Overview
'Paribartan' will develop, trial and evaluate Locally-Led Adaptation (LLA) processes in the polder communities of coastal Bangladesh, building self-sustaining learning systems that will allow farming communities to respond adaptively to rapidly changing conditions.
Polders are land areas that are surrounded by embankments intended to protect the land from oceanic water intrusion, with drainage channels controlled by sluice gates regulating the surface water flow in and out of a polder. Climate change is increasing salinity intrusion into polders as well as breaches in embankments, both of which interact with siltation of water channels, land subsidence, and conflict over resources, which are all layered on top of a naturally dynamic river delta landscape, creating challenging conditions for farmers.
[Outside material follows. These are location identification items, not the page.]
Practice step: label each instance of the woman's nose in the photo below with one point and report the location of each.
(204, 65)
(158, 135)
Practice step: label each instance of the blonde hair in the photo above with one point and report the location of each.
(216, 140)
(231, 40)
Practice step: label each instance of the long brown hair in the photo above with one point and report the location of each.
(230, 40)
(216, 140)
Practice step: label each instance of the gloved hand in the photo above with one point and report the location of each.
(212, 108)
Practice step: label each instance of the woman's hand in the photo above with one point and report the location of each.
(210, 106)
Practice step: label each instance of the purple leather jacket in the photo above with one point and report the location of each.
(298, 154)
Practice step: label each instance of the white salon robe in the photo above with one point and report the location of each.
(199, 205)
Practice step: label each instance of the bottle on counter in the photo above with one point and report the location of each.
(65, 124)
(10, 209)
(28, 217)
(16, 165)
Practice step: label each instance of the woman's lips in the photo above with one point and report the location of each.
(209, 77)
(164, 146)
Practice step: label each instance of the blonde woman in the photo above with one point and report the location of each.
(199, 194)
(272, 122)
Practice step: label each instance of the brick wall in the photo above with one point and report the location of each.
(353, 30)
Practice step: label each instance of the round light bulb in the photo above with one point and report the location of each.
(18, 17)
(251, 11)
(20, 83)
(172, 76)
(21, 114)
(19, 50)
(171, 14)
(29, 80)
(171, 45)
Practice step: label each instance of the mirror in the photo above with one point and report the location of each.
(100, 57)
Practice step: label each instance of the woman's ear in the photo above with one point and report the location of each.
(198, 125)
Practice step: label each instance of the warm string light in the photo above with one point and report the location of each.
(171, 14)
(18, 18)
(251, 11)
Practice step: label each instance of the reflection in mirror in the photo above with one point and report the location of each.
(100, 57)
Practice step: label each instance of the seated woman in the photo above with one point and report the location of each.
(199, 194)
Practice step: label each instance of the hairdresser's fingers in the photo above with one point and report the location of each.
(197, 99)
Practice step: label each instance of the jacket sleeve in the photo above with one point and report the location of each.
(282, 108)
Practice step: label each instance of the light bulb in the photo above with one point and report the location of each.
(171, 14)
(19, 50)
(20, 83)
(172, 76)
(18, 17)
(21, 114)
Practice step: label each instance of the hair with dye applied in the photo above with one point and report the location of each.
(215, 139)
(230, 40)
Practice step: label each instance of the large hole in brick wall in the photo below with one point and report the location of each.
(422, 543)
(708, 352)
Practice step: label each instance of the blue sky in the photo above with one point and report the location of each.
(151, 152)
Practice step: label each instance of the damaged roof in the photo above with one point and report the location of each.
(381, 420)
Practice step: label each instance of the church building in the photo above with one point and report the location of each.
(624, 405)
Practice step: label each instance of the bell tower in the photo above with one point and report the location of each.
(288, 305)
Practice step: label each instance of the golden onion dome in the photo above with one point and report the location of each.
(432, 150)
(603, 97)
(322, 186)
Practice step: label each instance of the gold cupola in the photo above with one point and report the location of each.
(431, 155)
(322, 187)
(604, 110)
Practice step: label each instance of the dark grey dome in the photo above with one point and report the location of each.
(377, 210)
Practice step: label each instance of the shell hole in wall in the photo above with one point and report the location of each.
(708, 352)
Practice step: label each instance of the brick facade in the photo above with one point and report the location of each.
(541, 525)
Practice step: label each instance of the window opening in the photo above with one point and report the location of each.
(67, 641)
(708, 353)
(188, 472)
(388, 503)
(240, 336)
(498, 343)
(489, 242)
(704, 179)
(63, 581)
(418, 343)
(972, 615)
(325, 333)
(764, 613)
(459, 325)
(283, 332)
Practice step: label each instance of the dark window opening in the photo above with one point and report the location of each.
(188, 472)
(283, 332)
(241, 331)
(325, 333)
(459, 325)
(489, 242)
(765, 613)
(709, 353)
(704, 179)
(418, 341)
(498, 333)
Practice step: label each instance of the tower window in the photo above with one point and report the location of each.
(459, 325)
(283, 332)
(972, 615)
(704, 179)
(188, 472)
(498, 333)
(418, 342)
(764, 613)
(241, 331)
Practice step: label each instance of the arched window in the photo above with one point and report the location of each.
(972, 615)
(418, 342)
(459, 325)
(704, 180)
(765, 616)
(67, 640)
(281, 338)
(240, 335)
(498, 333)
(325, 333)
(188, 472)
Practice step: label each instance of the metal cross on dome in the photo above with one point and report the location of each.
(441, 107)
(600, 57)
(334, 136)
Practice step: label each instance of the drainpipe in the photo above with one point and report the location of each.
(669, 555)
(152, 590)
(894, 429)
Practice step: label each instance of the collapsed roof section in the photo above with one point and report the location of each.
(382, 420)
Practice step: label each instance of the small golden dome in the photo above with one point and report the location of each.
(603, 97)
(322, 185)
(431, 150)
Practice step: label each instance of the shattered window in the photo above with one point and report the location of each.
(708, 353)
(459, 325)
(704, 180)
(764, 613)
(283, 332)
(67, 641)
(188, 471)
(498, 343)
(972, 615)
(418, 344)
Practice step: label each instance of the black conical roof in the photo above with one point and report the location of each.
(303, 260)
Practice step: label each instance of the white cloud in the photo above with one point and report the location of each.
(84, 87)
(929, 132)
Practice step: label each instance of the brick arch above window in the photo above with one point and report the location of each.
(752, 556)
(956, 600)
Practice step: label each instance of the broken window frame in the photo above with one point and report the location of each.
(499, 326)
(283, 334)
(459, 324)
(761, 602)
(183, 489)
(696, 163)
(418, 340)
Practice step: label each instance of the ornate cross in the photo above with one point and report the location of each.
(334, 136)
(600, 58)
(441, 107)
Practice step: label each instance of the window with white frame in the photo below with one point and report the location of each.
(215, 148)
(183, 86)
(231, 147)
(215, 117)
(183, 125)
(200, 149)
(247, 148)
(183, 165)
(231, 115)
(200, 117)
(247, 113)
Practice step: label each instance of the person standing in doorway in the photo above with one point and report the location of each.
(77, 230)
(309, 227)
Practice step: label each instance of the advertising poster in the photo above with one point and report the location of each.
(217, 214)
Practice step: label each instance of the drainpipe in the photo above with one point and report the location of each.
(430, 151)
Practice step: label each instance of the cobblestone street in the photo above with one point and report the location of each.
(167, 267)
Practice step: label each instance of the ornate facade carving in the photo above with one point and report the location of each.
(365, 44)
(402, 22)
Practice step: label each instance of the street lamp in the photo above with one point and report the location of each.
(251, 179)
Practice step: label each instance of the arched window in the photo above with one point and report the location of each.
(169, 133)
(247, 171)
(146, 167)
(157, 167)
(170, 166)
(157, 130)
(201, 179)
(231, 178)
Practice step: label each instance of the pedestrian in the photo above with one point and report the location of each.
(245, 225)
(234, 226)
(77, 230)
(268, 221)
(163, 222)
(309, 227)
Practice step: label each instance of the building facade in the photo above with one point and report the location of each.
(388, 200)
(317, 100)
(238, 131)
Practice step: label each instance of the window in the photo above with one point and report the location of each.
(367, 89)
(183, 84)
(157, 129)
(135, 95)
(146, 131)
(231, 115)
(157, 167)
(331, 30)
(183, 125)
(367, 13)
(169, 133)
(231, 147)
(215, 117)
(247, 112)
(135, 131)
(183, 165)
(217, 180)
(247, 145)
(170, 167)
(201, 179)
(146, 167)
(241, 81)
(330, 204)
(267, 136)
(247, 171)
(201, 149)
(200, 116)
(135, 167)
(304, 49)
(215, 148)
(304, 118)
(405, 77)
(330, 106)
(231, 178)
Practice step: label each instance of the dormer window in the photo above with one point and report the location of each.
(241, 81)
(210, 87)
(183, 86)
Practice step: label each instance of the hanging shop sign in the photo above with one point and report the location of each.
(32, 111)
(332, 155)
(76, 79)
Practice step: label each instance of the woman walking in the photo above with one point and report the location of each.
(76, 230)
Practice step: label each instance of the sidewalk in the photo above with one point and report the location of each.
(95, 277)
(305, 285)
Excellent research has been conducted on technical agricultural options. However, local situations are very different from one place to the next and change rapidly as climate change progresses.
This means that adaptation options need to be tailored to local conditions and will need to keep changing as conditions keep changing. In such a situation where decisions need to be quick and responsive to local conditions, adaptation needs to be led by local people, who then need the capacity to make informed choices over and over again.
This project aims to learn how to build this self-sustaining capacity by using participatory action and bottom-up research processes to design, demonstrate, test, and refine a range of locally-led learning and decision-making approaches that allow local community groups and their members to continually adjust their agricultural adaptation choices to respond to the dynamic social-ecological landscape encountered within polders.